Neulich hatte ich ein Meeting mit Vertretern der 読売新聞 Yomiuri Shimbun (shimbun = “neues + hören” = Zeitung) in deren nagelneuen Hauptquartier direkt am nördlichen Ende des Kaiserpalastes. Der Zeitungsverlag ist ein Gigant – zum Imperium zählen nicht nur diverse Zeitungen und Magazine, sondern auch einer der stärksten Baseballvereine Japans, ein Vergnügungspark (“Yomiuri Land”), ein Fernsehsender (Nittere 日テレ – Yomiuri gehört zumindest das mit Abstand grösste Aktienpaket) und vieles mehr.
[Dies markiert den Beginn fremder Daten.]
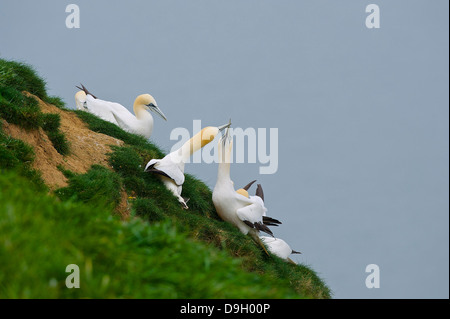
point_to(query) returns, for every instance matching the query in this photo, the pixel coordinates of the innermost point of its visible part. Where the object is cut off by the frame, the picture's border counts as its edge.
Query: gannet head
(80, 100)
(210, 132)
(147, 102)
(244, 190)
(225, 145)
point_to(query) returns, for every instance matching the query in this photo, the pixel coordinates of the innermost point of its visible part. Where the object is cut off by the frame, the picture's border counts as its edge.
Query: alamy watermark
(373, 279)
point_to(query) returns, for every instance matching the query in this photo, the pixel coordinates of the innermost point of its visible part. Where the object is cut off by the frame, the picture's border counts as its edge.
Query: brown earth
(86, 148)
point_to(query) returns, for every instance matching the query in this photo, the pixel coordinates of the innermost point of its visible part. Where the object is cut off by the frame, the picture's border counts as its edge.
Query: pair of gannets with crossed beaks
(170, 169)
(141, 123)
(247, 213)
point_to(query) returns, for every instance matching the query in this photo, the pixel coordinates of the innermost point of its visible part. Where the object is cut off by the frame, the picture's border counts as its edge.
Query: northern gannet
(244, 213)
(80, 100)
(171, 168)
(258, 198)
(279, 247)
(141, 123)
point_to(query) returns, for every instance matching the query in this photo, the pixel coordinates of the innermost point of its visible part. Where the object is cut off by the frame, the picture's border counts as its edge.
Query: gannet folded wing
(100, 108)
(165, 168)
(252, 215)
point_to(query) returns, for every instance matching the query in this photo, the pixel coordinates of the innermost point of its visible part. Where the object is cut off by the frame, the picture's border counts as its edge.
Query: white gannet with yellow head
(141, 123)
(171, 168)
(279, 247)
(258, 198)
(235, 207)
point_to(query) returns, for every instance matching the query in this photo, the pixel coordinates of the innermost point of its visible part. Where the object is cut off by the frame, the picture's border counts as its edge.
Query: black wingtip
(246, 187)
(259, 191)
(86, 90)
(271, 221)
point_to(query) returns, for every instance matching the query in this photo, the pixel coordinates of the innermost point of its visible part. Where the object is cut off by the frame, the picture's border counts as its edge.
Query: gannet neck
(224, 162)
(80, 98)
(140, 107)
(199, 140)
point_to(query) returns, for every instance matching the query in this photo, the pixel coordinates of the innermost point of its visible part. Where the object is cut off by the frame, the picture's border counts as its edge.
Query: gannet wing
(277, 246)
(166, 168)
(252, 215)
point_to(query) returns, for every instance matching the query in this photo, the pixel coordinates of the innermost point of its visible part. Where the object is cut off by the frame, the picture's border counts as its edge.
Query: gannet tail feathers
(83, 88)
(246, 187)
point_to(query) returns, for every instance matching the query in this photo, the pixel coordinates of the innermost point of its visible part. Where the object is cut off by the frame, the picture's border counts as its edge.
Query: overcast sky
(362, 114)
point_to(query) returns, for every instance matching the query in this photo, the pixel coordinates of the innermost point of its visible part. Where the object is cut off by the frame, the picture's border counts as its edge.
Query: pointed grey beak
(221, 128)
(155, 108)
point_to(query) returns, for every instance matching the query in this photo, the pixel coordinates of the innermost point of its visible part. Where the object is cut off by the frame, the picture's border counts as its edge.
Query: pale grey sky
(362, 113)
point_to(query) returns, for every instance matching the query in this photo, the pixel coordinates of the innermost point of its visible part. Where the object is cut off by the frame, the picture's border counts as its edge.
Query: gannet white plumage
(80, 100)
(171, 168)
(141, 123)
(279, 247)
(236, 208)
Yomiuri ist seit vielen Jahren die Tageszeitung mit der weltweit höchsten Auflage, und das mit Abstand, wie man an der folgenden Tabelle sehen kann (Quelle: Wikipedia):
Tageszeitung | Land | Auflage | |
---|---|---|---|
2013 | 2008 | ||
Yomiuri Shimbun | Japan | 9,690,000 | 10,021,000 |
Asahi Shimbun | Japan | 7,450,000 | 8,038,000 |
Mainichi Shimbun | Japan | 3,322,000 | 3,857,000 |
The Times of India | India | 3,322,000 | 2,951,000 |
Dainik Jagran | India | 3,113,000 | 2,523,000 |
Reference News | China | 3,073,000 | 2,751,000 |
The Nikkei | Japan | 2,769,000 | 3,056,000 |
Bild | Germany | 2,658,000 | 3,142,000 |
People’s Daily | China | 2,603,000 | 2,315,000 |
Chunichi Shimbun | Japan | 2,533,000 | 2,761,000 |
Die beiden auflagenstärksten Tageszeitungen kommen also aus Japan, aber die Zahlen zeigen deutlich, dass es in Japan mit den Auflagen deutlich bergab geht, während es – nicht überraschend – in Indien (und vorerst auch noch in China) stark bergauf geht. Die Zeitungsverlage von Yomiuri, Asahi und Nikkei stehen übrigens dicht an dicht beieinander, was aber in Tokyo, wo sich Gewerbezweige auch heute noch gern im gleichen Stadtviertel tümmeln, durchaus üblich ist.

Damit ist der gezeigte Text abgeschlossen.